Cosmic Waves is a bolder experiment than any of her previous interstitial releases, though it’s consistent with Olsen’s career-long fascination with the act of interpretation. In Olsen’s music, love is a constant act of projection and analysis—so when the love fades, so too does the ability to read the other. “Now it’s impossible to conceive/I don’t know who can see you,” she sang on Big Time’s opening song. Cosmic Waves is, too, an act of love, reinterpreting the very act of reinterpretation. Since the project is organized around promoting lesser-known artists, its cover songs become a medium not of association but of loving introduction.

However, with Olsen’s name hanging over the compilation, it’s a struggle to hear each artist on their own terms, and the act of comparison inevitably creeps in. It’s almost irresistible not to hear each of the songs on Side A filtered through an Olsen-like rubric: In Poppy Jean Crawford, there’s Olsen’s barreling cadence and winsome vocalizations; in Coffin Prick, the prismatic light show of Olsen’s synthier moments. These two bombastic tracks are sharply followed by three slow, twilit ballads, and listening to them together feels like eating a chocolate cookie where all the chunks are lumped together on one side. But if any of the tracks demand to stand out on its own, it’s the heavy-lidded romance of Sarah Grace White’s “Ride,” a song of spartan yet swoonsome melodies that cast a contrast against the busy arrangements of the other songs. Among the artists, White comes closest to Olsen’s singularity, though that’s exactly what Olsen tries to conceal in the second half.
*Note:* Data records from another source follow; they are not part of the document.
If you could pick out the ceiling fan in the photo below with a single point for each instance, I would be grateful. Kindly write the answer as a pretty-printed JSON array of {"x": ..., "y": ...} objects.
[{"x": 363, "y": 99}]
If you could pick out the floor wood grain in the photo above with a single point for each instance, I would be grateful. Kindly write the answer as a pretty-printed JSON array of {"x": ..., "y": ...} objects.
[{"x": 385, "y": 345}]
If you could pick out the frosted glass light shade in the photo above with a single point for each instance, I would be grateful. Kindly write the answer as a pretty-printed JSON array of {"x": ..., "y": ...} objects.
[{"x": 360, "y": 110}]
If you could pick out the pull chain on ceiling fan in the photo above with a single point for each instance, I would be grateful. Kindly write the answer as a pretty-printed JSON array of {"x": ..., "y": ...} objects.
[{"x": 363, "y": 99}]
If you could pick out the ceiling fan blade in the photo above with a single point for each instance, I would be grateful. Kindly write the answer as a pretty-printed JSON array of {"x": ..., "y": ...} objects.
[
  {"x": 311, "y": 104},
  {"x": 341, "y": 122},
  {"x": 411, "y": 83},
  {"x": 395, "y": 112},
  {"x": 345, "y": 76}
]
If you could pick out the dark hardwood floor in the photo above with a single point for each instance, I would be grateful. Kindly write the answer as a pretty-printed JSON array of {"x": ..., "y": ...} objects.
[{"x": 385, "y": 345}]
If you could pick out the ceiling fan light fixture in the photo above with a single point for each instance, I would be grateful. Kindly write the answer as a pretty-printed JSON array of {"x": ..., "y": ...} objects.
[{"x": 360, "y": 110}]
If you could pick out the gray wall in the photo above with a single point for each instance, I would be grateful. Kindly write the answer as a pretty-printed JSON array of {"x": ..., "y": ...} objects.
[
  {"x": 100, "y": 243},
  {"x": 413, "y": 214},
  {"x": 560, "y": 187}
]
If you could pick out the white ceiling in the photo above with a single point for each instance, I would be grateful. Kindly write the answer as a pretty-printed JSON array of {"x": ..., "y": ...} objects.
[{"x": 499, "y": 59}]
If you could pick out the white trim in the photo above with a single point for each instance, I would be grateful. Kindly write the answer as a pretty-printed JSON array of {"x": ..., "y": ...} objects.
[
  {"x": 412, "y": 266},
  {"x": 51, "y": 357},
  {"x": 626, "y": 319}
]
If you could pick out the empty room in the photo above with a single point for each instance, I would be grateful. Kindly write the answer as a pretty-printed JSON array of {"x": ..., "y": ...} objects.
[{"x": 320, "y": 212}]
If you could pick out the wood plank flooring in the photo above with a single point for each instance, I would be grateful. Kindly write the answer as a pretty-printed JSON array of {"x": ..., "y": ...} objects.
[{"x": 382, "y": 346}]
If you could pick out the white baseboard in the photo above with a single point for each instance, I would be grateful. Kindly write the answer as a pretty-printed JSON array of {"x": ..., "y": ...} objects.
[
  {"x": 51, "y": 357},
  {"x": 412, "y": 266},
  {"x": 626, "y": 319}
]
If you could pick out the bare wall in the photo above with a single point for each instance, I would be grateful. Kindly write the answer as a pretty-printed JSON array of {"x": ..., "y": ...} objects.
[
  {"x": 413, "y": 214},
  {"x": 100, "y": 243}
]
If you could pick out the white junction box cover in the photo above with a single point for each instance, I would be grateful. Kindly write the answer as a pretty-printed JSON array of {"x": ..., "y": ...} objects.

Throughout the covers, Olsen’s voice is an instrument consistently detached from her own body. It sounds as though it didn’t come from her throat, but from a little lamp in the room: a small flicker. On “The Takeover” she sings in an archly beautiful style, leaning into a light-headed voice and seldom landing on the plosive consonants that would make the delivery recognizably Olsen. If anything’s identifiably Olsen in these songs, it’s how she appears to be mimicking the recording techniques of her earliest releases: the kelpy reverb, the skittish strums of her simple guitar chords, the overall indirectness. There’s a great lightness to each of Olsen’s covers, an attempt to abandon the feet she has planted on the ground. But the songs are rendered so fluffily that it’s hard to hear any of their structural elements; instead, the collection sounds more like a series of beautiful ooh-ing. On “Sinkhole,” she sings in a register halfway back to herself—but just when you think she’s about to land on an Olsenism, she goes back skyward into sweet impersonality. For now, Olsen is still hovering somewhere above or between, yet to add “notepad” to her grocery list.